Abstract
Background/Aim: Labor is induced in 1 out of 5 pregnancies. This is why we aimed to compare two different protocols of orally administered misoprostol for the induction of labor (IOL), with special regard to maternal and fetal outcome, delivery mode and duration. Patients and Methods: One hundred and twenty four patients with a medical indication for IOL were divided into two groups: Group A (n=63), which initially received 50 μg misoprostol escalated to 100 and, subsequently, to 200 μg every 4 h with a daily maximum of 600μg, between 11/2007 and 01/2008; and Group B (n=61), which initially received 25 μg misoprostol followed by 100 μg every 4 h with a daily maximum of 300 μg, between 12/2009 and 04/2010. Results: The mean administration-delivery interval was significantly lower in Group A (19.0 h) compared to Group B (27.1 h, p<0.05). Overall caesarean section rate, average birth weight, APGAR score, umbilical cord pH and meconium-stained fluid rates were similar between both groups. Conclusion: A higher dosage protocol of orally administered misoprostol significantly reduces the mean induction-delivery interval without increasing the risk for an adverse maternal or fetal outcome.
Although misoprostol is used in delivery rooms all over the world for many decades, there are still emerging discussions concerning the safety of this agent. In Germany, in the beginning of 2020, a new public debate about the usage of misoprostol for induction of labor (IOL) unsettled many patients (1). Medical professionals experienced growing uncertainty and anxiety in expectant parents when IOL becomes medically necessary.

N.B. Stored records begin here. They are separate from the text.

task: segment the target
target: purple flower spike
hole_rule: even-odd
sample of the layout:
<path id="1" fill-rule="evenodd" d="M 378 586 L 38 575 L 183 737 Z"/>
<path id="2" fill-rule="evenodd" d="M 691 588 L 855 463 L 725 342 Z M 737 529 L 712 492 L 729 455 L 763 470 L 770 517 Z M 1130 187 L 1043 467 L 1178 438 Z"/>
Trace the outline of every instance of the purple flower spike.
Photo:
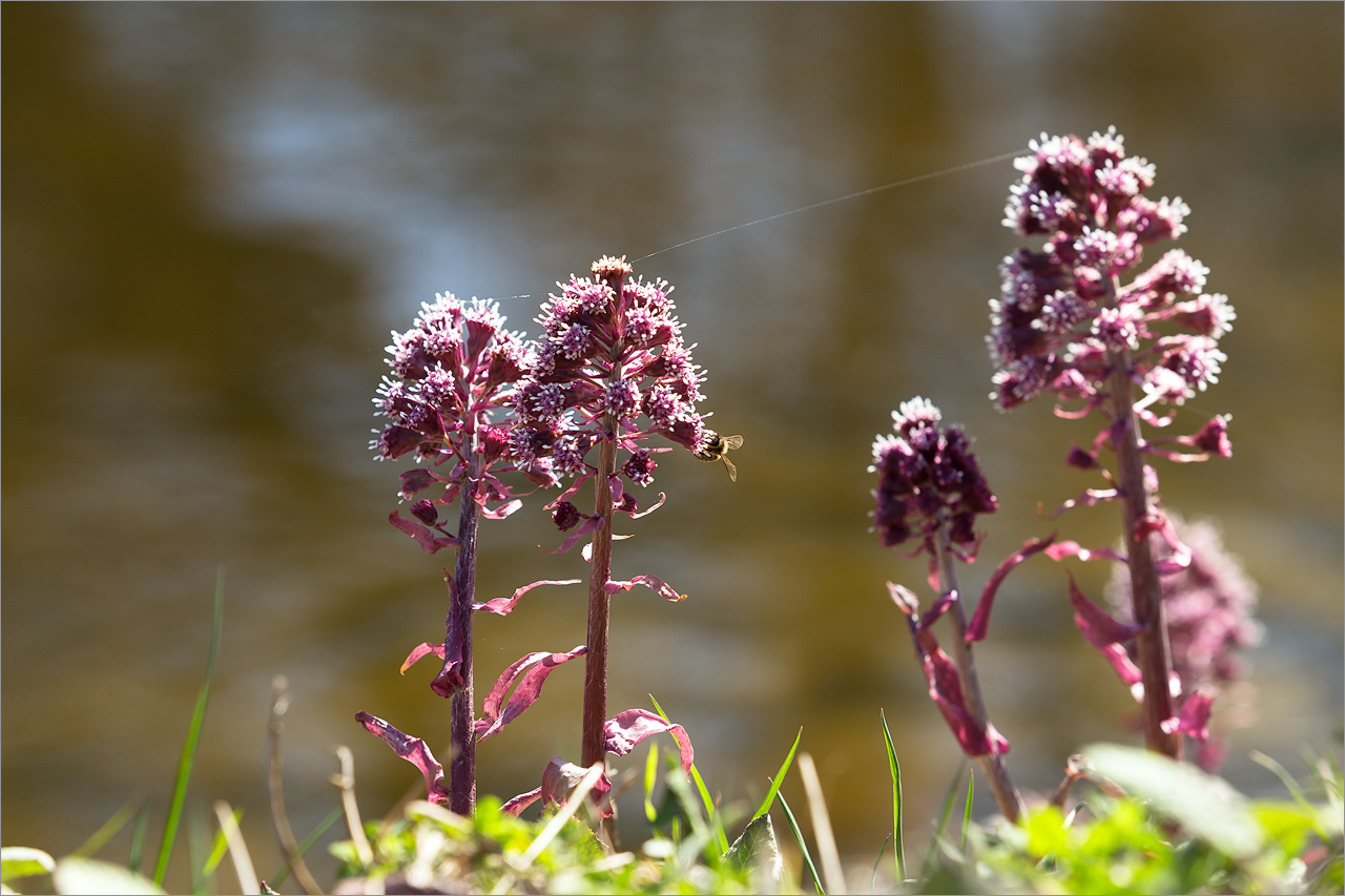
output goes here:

Misprostol is a prostaglandin E1 analogue used for different indications in perinatal medicine (2). Its way of administration, dosage, risks and benefits, are still under debate. Most common indications are cervical ripening and uterine stimulation (2). As the aim of every medical intervention should be to achieve an optimal outcome for mother and newborn, the primary purpose of IOL is a safe vaginal delivery and the reduction of adverse pregnancy outcomes. It should only be performed in cases where expectant management puts mother and child at a higher risk than a premature delivery.
In Germany, the usage of misoprostol in obstetrics is still off-label. Product license offers limited use in the gastrointestinal system. The original indication of misoprostol is for treating ulcers of the digestive tract (2). The pharmaceutical company Pfizer has never initiated an approval process to extend the indication for its use in perinatal medicine. For this reason, there are neither official obstetric indications and dosage recommendations nor a list of dose-dependent side effects. Despite this, other European countries already have the option to use a labeled drug of a low-dose oral misoprostol for IOL. In fact, Angusta® is on the market since 2013 in the Nordic countries and will probably be in Germany within the next few years. In the literature, there are plenty of different misoprostol dosage schemes and application modes reported. While current recommendations of WHO suggest administering 25 μg oral misoprostol every 2 h (3), most studies published report the use of higher dosages (4-6).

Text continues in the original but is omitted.